Walter Batruel, die menschgewordene „Blues Machine“, gewährt WANN & WO private Einblicke.
Walter Batruel, die menschgewordene „Blues Machine“, gewährt WANN & WO private Einblicke. ©Sams
Blues-Legende Walter Batruel spricht mit WANN & WO über seine unvergleichliche Laufbahn, die „Piraten von der Teufelsinsel“, brennende Baumhütten, Stripperinnen zum Geburtstag und #fridaysforfuture.

von Joachim Mangard/Wann & Wo

WANN & WO: Der „Rebell vom Alta Rhi“ – wie viel Rebellion steckt noch in dir?

Walter Batruel: Natürlich bin ich älter geworden, aber ich bin noch genau der gleiche Rebell wie früher. Zumindest glaube ich das, und wenn ich meine Frau frage, wird sie das sicher bestätigen. Inzwischen geht die Gesellschaft aber auch mit Menschen wie mir viel toleranter um. Auch ein Verdienst, den wir alten 68er uns erkämpft haben. Wenn es um die „Costa del Rhi“, unseren Platz am Alten Rhein, geht, sind wir aber seit rund 45 Jahren im Clinch mit den Schweizer Behörden.

WANN & WO: Von welchen Problemen reden wir hier?

Walter Batruel: Einerseits waren die Behörden, vor allem die Eidgenossen, wenig von unseren selbst gebauten Booten und Flößen angetan. Andererseits sorgten einige unserer „baulichen Maßnahmen“ für Stress. Als wir gezwungen wurden, unser großflächiges Baumhaus abzureißen, haben wir es kurzerhand angezündet und es als Filmkulisse für einen Super-8-Streifen verwendet.
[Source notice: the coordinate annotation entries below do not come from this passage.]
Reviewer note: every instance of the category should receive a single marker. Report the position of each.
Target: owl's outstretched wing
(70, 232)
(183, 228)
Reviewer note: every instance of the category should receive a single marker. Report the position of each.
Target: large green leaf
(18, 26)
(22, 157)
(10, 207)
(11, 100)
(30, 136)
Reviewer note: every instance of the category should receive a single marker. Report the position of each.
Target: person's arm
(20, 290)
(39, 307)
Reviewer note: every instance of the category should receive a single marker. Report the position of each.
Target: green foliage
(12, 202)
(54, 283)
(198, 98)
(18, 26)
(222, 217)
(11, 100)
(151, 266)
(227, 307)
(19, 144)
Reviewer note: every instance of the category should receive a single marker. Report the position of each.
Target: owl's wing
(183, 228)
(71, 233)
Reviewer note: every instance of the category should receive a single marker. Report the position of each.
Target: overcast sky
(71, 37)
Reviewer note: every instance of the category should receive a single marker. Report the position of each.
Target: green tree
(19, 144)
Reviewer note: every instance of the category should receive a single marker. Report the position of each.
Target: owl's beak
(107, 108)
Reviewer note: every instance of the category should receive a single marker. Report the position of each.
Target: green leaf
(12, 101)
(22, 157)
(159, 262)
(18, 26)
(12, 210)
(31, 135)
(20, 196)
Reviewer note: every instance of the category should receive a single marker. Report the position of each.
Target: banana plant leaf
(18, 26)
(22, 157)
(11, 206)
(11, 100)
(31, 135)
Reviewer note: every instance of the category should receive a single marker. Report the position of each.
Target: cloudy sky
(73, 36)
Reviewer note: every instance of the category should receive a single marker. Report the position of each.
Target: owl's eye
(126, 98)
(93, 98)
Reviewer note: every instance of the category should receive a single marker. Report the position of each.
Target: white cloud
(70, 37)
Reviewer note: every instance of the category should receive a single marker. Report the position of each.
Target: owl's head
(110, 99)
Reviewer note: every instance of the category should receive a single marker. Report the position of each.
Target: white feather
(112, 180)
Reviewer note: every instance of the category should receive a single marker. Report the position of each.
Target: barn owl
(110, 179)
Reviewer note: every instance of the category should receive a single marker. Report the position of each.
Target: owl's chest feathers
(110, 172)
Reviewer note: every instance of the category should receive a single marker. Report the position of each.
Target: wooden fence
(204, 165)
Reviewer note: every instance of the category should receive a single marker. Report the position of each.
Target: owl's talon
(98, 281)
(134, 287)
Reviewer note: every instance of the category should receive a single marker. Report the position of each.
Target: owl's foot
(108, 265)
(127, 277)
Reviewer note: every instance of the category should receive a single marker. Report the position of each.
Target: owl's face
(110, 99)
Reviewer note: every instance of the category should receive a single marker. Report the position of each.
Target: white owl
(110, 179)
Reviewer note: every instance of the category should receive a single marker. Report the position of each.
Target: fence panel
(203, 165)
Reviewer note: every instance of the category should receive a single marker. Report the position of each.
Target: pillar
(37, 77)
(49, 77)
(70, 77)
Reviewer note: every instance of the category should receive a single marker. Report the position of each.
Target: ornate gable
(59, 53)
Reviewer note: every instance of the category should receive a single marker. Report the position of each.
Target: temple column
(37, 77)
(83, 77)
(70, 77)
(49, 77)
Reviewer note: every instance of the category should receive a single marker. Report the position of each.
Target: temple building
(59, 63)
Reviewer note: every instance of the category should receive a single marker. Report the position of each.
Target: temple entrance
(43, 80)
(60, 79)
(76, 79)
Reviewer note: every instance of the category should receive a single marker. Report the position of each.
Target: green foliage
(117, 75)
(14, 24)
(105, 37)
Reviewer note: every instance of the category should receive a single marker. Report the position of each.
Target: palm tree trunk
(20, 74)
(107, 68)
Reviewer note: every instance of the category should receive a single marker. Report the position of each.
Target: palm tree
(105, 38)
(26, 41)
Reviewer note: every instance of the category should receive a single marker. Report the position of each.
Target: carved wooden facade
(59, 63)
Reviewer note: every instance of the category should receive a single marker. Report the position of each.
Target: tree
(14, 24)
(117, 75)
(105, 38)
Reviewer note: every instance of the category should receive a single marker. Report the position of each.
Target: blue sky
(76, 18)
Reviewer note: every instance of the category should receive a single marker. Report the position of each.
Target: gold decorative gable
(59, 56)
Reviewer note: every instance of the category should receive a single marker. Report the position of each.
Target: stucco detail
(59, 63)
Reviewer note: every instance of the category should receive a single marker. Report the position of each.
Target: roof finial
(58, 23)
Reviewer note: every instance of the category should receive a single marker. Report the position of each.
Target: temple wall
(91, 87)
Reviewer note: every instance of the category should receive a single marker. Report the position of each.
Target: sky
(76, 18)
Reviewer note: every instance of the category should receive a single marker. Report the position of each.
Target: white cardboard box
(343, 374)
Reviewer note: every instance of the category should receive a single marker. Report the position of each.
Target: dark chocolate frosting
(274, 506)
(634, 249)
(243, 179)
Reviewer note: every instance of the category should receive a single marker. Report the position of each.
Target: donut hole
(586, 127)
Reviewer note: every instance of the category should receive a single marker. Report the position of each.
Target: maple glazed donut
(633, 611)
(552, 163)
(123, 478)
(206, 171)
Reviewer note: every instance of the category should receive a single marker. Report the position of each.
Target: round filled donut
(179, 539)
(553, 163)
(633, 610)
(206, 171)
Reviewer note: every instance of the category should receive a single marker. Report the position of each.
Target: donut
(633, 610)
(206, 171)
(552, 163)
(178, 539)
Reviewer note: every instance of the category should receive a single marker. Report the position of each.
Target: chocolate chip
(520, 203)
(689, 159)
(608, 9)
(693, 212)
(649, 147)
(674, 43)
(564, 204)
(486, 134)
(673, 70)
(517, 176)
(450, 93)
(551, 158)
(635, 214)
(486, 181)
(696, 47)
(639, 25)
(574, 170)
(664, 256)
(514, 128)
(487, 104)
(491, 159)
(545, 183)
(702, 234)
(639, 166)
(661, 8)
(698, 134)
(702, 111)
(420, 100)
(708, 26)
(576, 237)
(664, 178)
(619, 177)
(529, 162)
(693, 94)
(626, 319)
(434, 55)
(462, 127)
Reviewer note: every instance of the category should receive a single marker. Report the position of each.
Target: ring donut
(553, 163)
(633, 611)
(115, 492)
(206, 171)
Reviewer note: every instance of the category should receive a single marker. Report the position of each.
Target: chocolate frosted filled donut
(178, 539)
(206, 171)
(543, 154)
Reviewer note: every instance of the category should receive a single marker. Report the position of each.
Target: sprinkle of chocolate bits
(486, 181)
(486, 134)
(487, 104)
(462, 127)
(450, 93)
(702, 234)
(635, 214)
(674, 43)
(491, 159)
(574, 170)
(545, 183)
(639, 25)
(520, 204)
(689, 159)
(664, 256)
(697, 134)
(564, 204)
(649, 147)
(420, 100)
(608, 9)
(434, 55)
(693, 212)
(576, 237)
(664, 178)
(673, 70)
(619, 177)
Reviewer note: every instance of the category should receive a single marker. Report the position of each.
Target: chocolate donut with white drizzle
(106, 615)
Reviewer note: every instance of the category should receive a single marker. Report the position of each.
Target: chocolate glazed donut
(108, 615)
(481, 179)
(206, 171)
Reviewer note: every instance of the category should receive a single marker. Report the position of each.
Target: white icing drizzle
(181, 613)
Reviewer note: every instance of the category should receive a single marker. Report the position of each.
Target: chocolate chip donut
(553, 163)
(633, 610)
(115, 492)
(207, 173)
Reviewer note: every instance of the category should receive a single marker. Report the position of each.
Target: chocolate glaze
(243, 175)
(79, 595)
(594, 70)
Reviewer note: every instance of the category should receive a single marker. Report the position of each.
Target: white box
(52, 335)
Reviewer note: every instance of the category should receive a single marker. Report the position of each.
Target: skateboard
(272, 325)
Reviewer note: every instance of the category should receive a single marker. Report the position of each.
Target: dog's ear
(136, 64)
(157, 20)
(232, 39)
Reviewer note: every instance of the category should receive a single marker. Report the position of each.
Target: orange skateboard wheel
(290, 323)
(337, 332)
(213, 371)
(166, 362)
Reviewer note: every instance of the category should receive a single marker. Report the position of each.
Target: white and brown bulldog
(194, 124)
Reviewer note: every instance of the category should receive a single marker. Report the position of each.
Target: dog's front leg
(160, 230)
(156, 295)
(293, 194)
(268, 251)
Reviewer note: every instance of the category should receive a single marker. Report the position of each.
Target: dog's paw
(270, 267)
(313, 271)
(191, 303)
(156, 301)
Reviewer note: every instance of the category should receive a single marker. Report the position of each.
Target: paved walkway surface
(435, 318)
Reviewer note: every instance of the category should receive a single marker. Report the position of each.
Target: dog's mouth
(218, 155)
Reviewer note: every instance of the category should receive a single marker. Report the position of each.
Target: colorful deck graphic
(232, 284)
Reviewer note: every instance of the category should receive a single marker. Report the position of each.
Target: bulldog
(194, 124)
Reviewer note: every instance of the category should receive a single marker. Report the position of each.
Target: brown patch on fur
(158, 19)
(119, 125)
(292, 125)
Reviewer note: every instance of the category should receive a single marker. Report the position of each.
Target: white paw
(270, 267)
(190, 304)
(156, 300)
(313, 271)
WANN & WO: Reinhold Bilgeri erlernte ja dort quasi das Filmemachen – auch als Pirat?

Walter Batruel: Genau – gemeinsam mit ihm, Heli Burtscher und Armin Egle haben wir den Film „Die Piraten von der Teufelsinsel“ und weitere Projekte auf Celluloid gebannt. Die „Costa del Rhi“ war und ist ein unheimlich aufgeladener Ort der Inspiration.

WANN & WO: Zurück zur Musik: Wann hast du dich für eine professionelle Laufbahn entschieden?

Walter Batruel: Eigentlich recht früh. Zuerst hat mein Vater versucht, mich in verschiedenen Lehrberufen unterzubringen – vom Automechaniker zum Möbelbauer oder Elektriker. Darüber bin ich sehr froh, so konnte ich mein handwerkliches Geschick erlernen. Den Einstieg zur Musik erhielt ich über meine Mutter, die unbedingt wollte, dass ich Handorgel lerne. Dann kamen die Beatles und ich verbrachte jede freie Sekunde mitmeiner Gitarre, um meinen Idolen nachzueifern. Mit 17 entschied ich mich dann für ein Engagement bei den „Allumettes“, unserer ersten Band. Dann folgte die Zeit mit den Gamblers und wir haben unseren Traum vom Musikerleben in die Tat umgesetzt.

WANN & WO: Wie hat das damals recht „biedere“ Vorarlberg auf Rocker wie euch reagiert?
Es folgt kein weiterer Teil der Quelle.